Sienna wrapped her hands around the warm mug. "Julian thinks I'm insane. He has doctors who certify it. He has me on pills that make me forget my own name."
"I know," Nate said. He opened a leather briefcase and slid a thin file across the table. "I've been tracking Sterling's filings. He has filed a petition for an emergency temporary conservatorship. He wants to bypass the usual competency hearing by presenting evidence of 'imminent danger to self'."
"Conservatorship?" Sienna felt the air leave the room. "Like... like I'm a child?"
"Like you're property," Nate corrected. "If the judge grants the temporary order, you can't divorce him. You can't testify against him. You cease to be a person in the eyes of the law."
"Why?" she whispered. "He has money. He has everything."
"It's not just money, Sienna. It's the Vance shipping contracts. Your grandfather's legacy. Julian's company is leveraged to the hilt. He needs your assets to cover a massive hole in his balance sheet. If he loses you, he goes to prison for fraud."
The puzzle pieces slammed together. The love, the patience, the saintly devotion-it was all a financial strategy.
"He doesn't love me," she said, the realization hurting more than the ankle.

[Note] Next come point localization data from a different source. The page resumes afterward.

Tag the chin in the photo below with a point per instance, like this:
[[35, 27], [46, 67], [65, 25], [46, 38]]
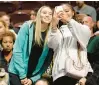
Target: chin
[[4, 78]]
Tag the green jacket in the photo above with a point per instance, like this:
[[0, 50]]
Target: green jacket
[[22, 48]]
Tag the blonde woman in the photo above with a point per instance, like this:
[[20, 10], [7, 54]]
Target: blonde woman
[[70, 41], [31, 55]]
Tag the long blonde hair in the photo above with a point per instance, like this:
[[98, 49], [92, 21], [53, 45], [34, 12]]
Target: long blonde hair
[[38, 37], [5, 25]]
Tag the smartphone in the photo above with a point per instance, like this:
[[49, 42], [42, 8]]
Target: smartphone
[[59, 9]]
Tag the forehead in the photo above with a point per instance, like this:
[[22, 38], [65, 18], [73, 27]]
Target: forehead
[[87, 19], [46, 9], [66, 7]]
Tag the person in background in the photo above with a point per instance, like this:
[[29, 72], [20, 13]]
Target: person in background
[[31, 55], [7, 43], [3, 29], [83, 8], [68, 41], [42, 81], [93, 52], [6, 18], [87, 20]]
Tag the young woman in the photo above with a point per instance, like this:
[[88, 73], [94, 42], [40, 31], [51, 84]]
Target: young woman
[[70, 40], [31, 55], [7, 43]]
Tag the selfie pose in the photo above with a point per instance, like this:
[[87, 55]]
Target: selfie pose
[[31, 55], [69, 44]]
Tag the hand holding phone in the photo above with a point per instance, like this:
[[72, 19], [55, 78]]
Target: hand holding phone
[[59, 9]]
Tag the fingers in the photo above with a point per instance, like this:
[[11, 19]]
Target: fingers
[[23, 81], [29, 82]]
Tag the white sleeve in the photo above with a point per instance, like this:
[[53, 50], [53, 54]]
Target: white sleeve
[[81, 32], [54, 39]]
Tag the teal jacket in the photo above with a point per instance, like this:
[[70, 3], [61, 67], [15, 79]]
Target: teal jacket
[[22, 48]]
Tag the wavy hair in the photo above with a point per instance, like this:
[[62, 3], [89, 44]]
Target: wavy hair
[[38, 37]]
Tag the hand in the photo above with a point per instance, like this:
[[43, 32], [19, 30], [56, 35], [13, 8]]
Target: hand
[[82, 81], [23, 81], [29, 82], [65, 17], [55, 20]]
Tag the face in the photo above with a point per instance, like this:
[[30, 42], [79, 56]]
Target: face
[[79, 3], [46, 15], [7, 43], [41, 83], [6, 19], [88, 21], [32, 15], [98, 24], [2, 29]]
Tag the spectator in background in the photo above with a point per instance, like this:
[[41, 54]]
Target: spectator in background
[[93, 53], [83, 8], [42, 81], [87, 20], [70, 40], [31, 55], [7, 43], [3, 29]]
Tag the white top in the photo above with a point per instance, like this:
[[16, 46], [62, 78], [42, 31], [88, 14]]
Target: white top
[[64, 43]]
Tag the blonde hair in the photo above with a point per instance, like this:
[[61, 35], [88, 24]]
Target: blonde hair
[[5, 25], [38, 37]]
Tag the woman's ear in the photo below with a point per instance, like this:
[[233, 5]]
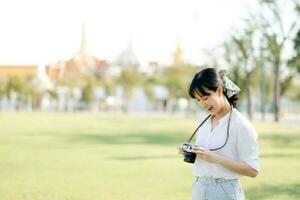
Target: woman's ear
[[219, 90]]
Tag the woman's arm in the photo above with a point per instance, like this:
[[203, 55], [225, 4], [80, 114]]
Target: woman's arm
[[235, 166]]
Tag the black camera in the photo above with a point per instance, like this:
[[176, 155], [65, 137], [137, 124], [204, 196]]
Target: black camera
[[189, 157]]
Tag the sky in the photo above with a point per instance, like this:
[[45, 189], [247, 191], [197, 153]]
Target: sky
[[46, 31]]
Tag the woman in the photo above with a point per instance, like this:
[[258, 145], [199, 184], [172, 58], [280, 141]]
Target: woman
[[226, 143]]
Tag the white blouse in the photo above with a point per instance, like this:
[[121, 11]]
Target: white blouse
[[241, 145]]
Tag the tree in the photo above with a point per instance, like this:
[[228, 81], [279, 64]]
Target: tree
[[277, 31]]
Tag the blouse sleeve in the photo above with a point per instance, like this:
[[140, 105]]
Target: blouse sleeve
[[247, 146]]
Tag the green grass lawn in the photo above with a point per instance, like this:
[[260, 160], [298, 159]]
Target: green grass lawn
[[86, 156]]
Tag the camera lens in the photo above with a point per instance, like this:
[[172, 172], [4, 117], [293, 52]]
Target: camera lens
[[189, 157]]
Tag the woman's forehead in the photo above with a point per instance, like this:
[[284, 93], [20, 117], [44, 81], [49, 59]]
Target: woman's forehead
[[199, 94]]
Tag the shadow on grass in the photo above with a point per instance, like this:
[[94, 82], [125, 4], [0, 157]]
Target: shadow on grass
[[272, 191], [129, 158], [143, 138]]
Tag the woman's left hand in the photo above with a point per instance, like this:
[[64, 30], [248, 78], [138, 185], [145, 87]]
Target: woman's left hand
[[206, 154]]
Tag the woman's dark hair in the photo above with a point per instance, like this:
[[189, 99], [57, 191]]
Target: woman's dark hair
[[209, 79]]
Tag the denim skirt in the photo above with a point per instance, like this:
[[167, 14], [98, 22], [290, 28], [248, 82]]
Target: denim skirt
[[209, 188]]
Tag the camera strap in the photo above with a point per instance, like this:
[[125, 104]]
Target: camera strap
[[228, 126]]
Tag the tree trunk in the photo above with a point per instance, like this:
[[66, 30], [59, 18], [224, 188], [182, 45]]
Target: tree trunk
[[277, 91], [248, 91]]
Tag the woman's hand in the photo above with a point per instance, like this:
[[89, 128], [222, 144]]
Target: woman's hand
[[180, 151], [206, 154]]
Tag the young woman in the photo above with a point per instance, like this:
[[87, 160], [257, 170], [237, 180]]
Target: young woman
[[226, 143]]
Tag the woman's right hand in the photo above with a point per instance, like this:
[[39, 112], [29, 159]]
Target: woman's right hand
[[180, 151]]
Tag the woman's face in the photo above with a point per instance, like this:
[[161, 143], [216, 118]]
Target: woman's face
[[213, 101]]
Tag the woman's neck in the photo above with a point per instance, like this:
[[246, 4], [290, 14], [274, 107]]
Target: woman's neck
[[224, 110]]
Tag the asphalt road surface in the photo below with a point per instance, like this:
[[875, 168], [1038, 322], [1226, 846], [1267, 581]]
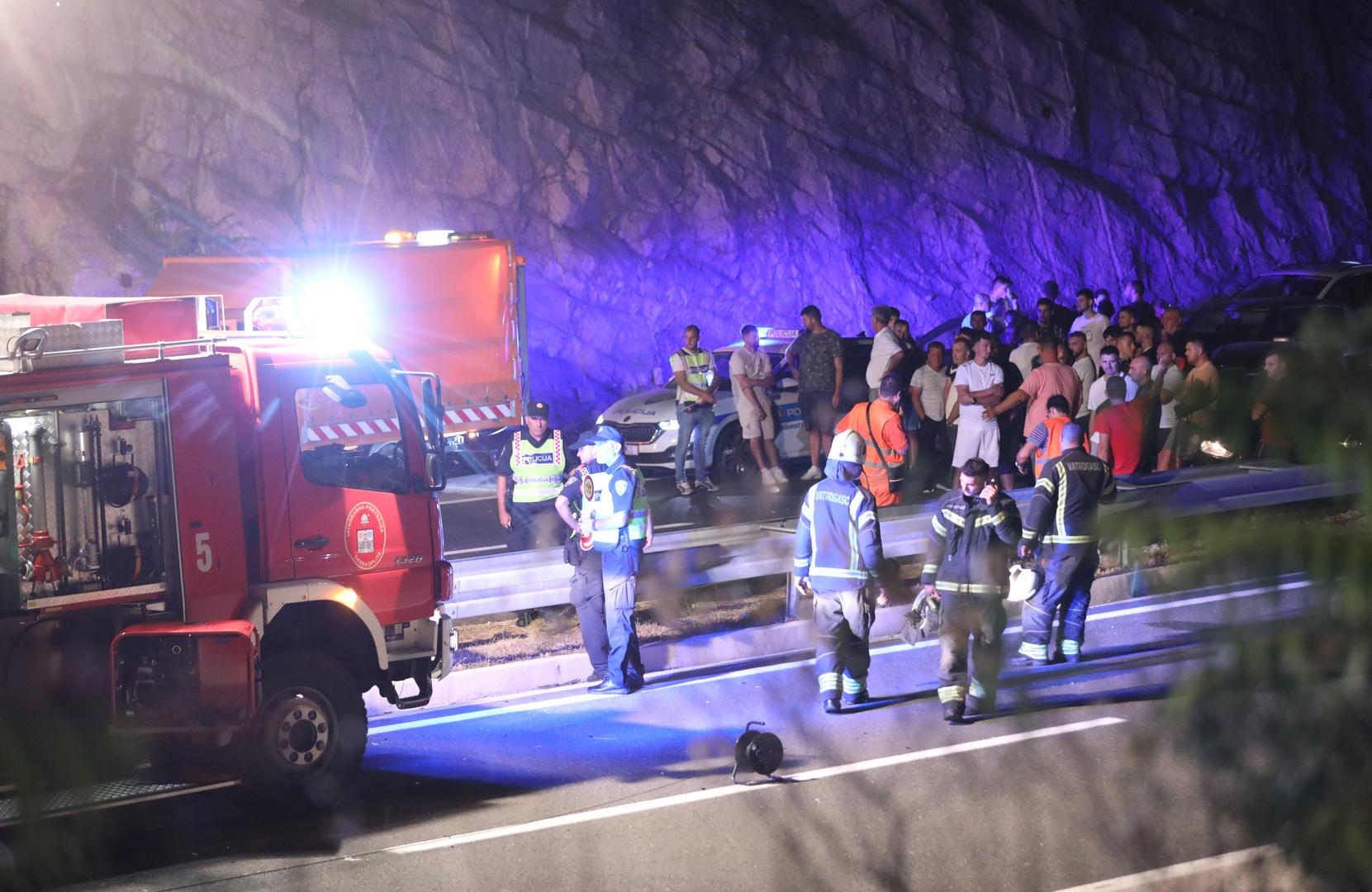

Nate's jaw tightened. He looked out the window, his expression unreadable. "Love doesn't look like a cage, Sienna."
"Can you stop him?"
"I can try. But I need proof. Not your testimony-the court won't believe you right now. I need hard evidence. Financial records. Medical records that prove he's tampering with your recovery."
"He keeps everything in his safe. Or at his office."
"Then we have a problem," Nate said. "Because if you go digging and he catches you..."
"He'll lock me away for good," Sienna finished.
Nate reached across the table. For a second, she thought he was going to take her hand. Instead, he slid a small, flat object under her saucer. A burner phone, smaller than a credit card. "This isn't like the one you destroyed. This is encrypted. Military grade."
"Hide this. Only turn it on when you have something. If you're in danger, press the '1' key and hold it. It sends a GPS signal to my personal security team."
"Why are you doing this, Nate? You're a partner. Going against Julian Sterling is career suicide."
Nate looked at her then, and for a fleeting second, the cold lawyer mask cracked. She saw a raw, burning hunger in his eyes that terrified and thrilled her.
"I don't care about my career," he said hoarsely. "Go. Your hour is up."